When our food arrives, I stick to the fries, letting him plow through the sliders. As we eat and chat, I decide to advance the game. I’m not fishing for a date, since I know there’s no chance of that, but I’m determined that tonight ends in him between my legs. I drag a fry along my lower lip in a way that would appear unconscious but is deliberately intended to imply that I want to suck his dick.

His eyes fall to my mouth, and I notice him uncomfortably shift his weight. He licks his lips and clears his throat, and, when he notices his buddies have taken up residence at a bartable and that the dartboard is empty, he asks hopefully, “Any good at darts?”

I’m a whiz at darts and can hit the bullseye every time, but I shrug noncommittally and give him an affable, girly smile to disarm him. “Sure,” I say. “Just give me a sec to check in with my friends. Meet you over there?”

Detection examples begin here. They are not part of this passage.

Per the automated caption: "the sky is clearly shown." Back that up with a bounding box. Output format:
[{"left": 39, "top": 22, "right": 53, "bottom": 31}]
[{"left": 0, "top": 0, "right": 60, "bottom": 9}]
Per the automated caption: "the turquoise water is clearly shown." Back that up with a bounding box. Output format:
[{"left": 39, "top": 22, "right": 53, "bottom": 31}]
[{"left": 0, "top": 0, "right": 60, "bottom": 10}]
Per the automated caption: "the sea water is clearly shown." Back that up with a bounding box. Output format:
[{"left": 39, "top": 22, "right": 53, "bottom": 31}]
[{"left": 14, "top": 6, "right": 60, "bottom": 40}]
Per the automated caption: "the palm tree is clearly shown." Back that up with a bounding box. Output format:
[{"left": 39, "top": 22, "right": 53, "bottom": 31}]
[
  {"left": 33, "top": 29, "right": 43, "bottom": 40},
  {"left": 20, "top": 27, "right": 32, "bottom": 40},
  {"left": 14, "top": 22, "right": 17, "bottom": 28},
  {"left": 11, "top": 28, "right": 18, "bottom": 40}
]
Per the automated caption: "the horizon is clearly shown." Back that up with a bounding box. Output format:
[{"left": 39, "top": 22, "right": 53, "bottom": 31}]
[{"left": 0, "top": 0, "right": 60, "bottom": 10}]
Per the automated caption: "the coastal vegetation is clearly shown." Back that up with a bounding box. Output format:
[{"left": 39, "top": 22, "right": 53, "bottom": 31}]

He grins and nods, grabbing our drinks and heading over to the dartboard to claim it. Feeling more than a little drunk, I gingerly slide off the stool and head back to the booth where my friends have been pretending not to watch me. They suspiciously avert their eyes when I approach, their sudden silence and the flush on Rue’s face betraying them.

I laugh. “Subtle, guys. Real subtle.”

Gale looks up at me and then over toward the dartboard. “You really gonna do this, Catnip?” he asks warily. When he sees the scowl on my face, he amends his question, waving his hands in front of him emphatically as if to dispel any misunderstanding. “Look, I know you’ve always had a thing for _Mellark_ , but…” he points over to the dartboard, uncaring whether or not he’s seen. “Is _that_ how you want to go about it?”

Shrugging, I retort, “Why not?” I glance over at the dartboard, and when our eyes lock on each other, he gives me a crooked and welcoming grin, pulling a final dart off the board and holding it up toward me, waggling it as if to say “let’s play.”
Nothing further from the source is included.